Tuesday, September 19, 2006

Bang-up Weekend pt. 2

We went to see the Kehinde Wiley: Columbus exhibit at the Columbus Museum of Art this weekend, and we were treated to a surprise. I had forgotten that the Richard Avedon photographic exhibit was still there. Come to think of it, it was the last day of that installation. But, back to Kehinde Wiley. (I will dedicate tomorrow's post to Richard Avedon) As we approached the exhibit, we saw a video monitor which showed the work Wiley and his assistants did to prepare the models, and it also showed preliminary sketches done with graphite. When we entered the ornately decorated room where the paintings were, we were hit by multiple blasts of varying shades of pink, green, blue, orange, and red jumping off each of the 8 foot canvases. Images of black males (all inhabitants of Columbus, Ohio) in curious poses evoked thoughts of B-Boy stances, and Hip-Hop bravado, while each individual was clothed in bright and colorful garb, showing off name brands, and expensive jewelry, expressing their importance, and affluence. (Bling, if you will) Each painting's subject was surrounded by expressive flowers and designs which were reminiscent of paintings which are centuries old, adding to the over the top feeling/attitude of the Bling subculture.

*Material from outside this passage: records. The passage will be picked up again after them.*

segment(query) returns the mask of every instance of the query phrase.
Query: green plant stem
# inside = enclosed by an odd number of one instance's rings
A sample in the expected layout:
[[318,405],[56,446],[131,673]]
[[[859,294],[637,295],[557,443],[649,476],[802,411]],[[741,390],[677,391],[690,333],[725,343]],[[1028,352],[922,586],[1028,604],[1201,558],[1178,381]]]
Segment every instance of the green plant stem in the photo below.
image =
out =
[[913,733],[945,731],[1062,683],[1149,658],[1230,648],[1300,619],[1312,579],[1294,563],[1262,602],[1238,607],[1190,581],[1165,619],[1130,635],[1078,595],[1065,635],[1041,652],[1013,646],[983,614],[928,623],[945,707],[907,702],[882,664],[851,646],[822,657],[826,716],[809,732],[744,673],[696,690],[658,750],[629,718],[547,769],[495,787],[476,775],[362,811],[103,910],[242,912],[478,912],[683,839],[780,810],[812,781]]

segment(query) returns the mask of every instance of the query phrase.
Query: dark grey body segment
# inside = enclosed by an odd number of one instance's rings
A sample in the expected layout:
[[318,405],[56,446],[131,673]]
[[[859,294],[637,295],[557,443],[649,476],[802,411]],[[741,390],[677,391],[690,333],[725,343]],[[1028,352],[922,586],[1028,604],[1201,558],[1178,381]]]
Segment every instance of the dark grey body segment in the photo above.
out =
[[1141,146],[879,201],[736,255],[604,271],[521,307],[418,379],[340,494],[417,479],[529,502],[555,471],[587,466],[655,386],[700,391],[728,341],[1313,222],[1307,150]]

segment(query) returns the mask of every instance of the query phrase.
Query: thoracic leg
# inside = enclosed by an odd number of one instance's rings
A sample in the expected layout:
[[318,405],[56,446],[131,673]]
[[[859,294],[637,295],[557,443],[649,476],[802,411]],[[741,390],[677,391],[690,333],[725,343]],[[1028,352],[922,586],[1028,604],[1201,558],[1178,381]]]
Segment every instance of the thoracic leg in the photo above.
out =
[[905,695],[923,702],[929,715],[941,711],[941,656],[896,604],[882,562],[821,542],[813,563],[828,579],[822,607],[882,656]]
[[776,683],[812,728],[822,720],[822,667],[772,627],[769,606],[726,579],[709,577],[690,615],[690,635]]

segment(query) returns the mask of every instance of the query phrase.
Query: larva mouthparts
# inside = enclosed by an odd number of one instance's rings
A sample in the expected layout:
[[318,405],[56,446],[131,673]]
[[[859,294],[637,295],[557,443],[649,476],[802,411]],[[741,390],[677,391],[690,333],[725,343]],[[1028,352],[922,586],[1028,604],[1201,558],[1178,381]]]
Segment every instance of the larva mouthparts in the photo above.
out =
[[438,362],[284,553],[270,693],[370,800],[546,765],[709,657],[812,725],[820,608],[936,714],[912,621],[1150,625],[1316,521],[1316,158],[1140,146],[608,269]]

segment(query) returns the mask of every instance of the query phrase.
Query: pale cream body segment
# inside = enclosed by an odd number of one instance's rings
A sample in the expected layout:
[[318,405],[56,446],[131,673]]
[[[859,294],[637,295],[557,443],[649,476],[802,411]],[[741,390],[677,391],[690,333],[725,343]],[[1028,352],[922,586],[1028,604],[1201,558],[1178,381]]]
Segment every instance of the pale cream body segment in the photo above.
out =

What was interesting was, all these paintings were reinterpretations of Renaissance and Baroque paintings. The originals were paintings of significant, affluent, and historical people (the titles of each reinterpretation are the names of the individuals in the original portraits) holding the poses Wiley chose to place HIS subjects in. Nearly all the individuals within the old school paintings were dressed in finery and had jewelry, and expensive accessories which expressed THEIR social standing and affluence. It was cool to see elements of Hip-Hop and Renaissance culture blur and overlap, making for a very interesting dichotomy.
Check out Kehinde Wiley's work at the Columbus Museum of Art, or just do a web search at KehindeWiley.com, and Kehinde Wiley Columbus.
It is well worth the time, and you just may learn something about Hip-Hop, and the Baroque era of painting.